Target Tracking: Statistics of Successive Successful Target Detection in Automotive Radar Networks
Gourab Ghatak
TL;DR
The paper defines tracking probability as the probability that an ego automotive radar detects a target in at least $\nu$ consecutive slots within a block of $T$ slots, linking this metric to QoS requirements through a block ALOHA MAC. Using stochastic geometry, it derives the conditional detection probability $P_d$ under network realization $\Phi$, then obtains the CCDF of the tracking length $L$ via de Moivre's theorem and computes moments $\zeta(l)$ to characterize the average tracking performance. A QoS-aware frame-design framework optimizes the MAC parameter $\delta$ and the block structure by maximizing $(1-(1-\delta)^N)P_t$, revealing that the MAC setting that maximizes detection may not maximize tracking. The results show how frame length, beamwidth, street/vehicle density, shadowing, and use-case QoS requirements influence tracking, and demonstrate the feasibility of a centralized, network-assisted parameter configuration for adaptive radar sensing in urban vehicular networks.
Abstract
We introduce a novel metric for stochastic geometry based analysis of automotive radar networks called target {\it tracking probability}. Unlike the well-investigated detection probability (often termed as the success or coverage probability in stochastic geometry), the tracking probability characterizes the event of successive successful target detection with a sequence of radar pulses.
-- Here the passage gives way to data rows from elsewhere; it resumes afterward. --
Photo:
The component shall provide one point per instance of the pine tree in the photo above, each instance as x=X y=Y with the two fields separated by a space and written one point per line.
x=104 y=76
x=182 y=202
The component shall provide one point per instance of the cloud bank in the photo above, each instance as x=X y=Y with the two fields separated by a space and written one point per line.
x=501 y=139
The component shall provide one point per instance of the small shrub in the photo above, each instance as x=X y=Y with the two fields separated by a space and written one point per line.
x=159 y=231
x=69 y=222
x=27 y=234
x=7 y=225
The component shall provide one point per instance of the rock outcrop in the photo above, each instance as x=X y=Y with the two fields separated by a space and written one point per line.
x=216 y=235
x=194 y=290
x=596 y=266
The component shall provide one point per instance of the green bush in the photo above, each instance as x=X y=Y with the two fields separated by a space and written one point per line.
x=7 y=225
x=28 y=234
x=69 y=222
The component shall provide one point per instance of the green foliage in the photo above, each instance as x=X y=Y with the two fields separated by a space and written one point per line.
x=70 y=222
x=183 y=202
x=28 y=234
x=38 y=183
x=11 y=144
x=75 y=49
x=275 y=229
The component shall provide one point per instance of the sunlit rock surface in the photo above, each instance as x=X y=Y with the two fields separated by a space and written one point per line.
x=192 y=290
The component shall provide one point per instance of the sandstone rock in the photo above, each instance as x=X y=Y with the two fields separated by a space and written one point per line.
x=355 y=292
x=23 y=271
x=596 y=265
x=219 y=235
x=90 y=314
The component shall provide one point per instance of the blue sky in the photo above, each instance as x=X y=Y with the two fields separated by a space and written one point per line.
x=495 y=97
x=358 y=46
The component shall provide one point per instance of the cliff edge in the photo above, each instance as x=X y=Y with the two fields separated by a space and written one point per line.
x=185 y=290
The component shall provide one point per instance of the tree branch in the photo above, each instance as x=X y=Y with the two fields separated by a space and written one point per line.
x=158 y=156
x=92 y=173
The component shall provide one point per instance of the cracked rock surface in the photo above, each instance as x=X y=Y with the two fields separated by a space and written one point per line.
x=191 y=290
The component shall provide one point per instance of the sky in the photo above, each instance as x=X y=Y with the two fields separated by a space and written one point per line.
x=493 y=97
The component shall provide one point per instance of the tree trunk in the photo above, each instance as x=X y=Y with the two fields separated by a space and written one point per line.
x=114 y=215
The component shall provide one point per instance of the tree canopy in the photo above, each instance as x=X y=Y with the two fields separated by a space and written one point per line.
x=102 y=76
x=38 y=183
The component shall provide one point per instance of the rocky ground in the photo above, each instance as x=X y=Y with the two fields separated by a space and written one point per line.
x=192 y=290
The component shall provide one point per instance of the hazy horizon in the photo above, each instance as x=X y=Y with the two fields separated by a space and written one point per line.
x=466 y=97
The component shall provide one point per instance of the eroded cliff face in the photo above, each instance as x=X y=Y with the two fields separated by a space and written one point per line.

From a theoretical standpoint, this work adds to the rich repertoire of statistical metrics in stochastic geometry-based wireless network analysis. To optimize the target tracking probability in high interference scenarios, we study a block medium access control (MAC) protocol for the automotive radars to share a common channel and recommend the optimal MAC parameter for a given vehicle and street density. Importantly, we show that the optimal MAC parameter that maximizes the detection probability may not be the one that maximizes the tracking probability. Our research reveals how the tracking event can be naturally mapped to the quality of service (QoS) requirements of latency and reliability for different vehicular technology use-cases. This can enable use-case specific adaptive selection of radar parameters for optimal target tracking.